1. I have to find how many squares are in a figure. There are 9 squares. How do i go about solving the problem?
Not quite sure whether you mean a square measuring 3 by 3 squares or a square measuring 9 squares on each side. Either way, the following will enable you to determine the total number of squares within a given square disected figure, such as a chessboard.

If you determine the number of squares on smaller boards starting with one square you will readily discover a pattern that leads to a simple formula for a board of any number of squares.
A one square board obviously has only one square.
A 2x2 square board has 5 squares, the 4 basic ones and the one large 2x2 one.
A 3x3 square board has 14 squares, the smaller 9 plus 4 2x2's plus 1 3x3 one.
A 4x4 square board has 30 squares, the smaller 16 plus 9 3x3's, plus 4 2x2's plus 1 4x4 one.
Are you beginning to see the pattern?
1x1 - 1^2 = 1
2x2 - 2^2 + 1^2 = 5.
3x3 - 3^2 + 2^2 + 1^2 = 14.
4x4 - 4^2 + 3^2 + 2^2 + 1^2 = 30.
5x5 - 5^2 + 4^2 + 3^2 + 2^2 + 1^1 = 55.

What would your guess be for the number of squares on an 8x8 board? Can you derive a general expression for the answer? If not, see below.

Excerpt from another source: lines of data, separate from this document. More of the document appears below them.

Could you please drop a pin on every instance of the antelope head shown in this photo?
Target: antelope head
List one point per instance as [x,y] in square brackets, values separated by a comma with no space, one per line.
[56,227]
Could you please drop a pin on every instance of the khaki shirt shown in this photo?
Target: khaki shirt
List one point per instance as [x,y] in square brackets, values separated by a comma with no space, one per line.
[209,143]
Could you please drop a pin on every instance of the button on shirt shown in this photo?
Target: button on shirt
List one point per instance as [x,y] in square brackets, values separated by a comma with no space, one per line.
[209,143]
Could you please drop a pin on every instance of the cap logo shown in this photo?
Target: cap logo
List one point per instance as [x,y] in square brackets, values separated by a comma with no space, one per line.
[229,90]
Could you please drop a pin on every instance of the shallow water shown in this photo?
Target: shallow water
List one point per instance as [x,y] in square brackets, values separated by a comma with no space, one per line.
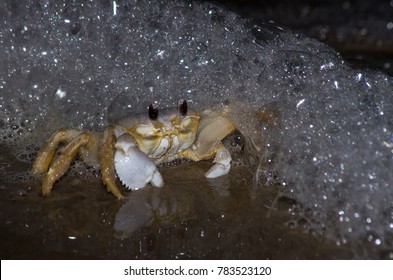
[79,64]
[197,219]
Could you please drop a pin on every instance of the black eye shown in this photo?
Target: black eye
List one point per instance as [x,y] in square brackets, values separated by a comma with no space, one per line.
[182,107]
[153,112]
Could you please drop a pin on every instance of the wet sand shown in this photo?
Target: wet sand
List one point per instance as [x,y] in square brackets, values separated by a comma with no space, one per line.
[196,218]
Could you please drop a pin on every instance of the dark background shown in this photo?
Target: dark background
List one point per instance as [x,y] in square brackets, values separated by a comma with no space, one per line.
[361,30]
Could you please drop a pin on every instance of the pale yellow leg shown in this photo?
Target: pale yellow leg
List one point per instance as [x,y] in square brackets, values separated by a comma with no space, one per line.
[45,156]
[106,162]
[62,162]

Let N = the total number of squares in a square of nxn squares. Then

N = n^2 + (n-1)^2 + (n-2)^2................(n-n+1)^2 = n(n + 1)(2n + 1)/6

So for the typical chess board problem with 8x8 squares, the total number of definable squares is

N = 8^2 + 7^2 + 6^2 + 5^2 = 4^2 + 3^2 + 2^2 + 1^2 = 8(9)(16+1)/6 = 204.


2. If you raise 3 to the 324th power, what is the units digits of the result?

calculating the first 8 cubes of 3 you will find that the units digit repeats in the pattern of 3-9-7-1-3-9-7-1-etc.

Therefore, 324/4 = 81 meaning that the units digt of 3^324 is 1.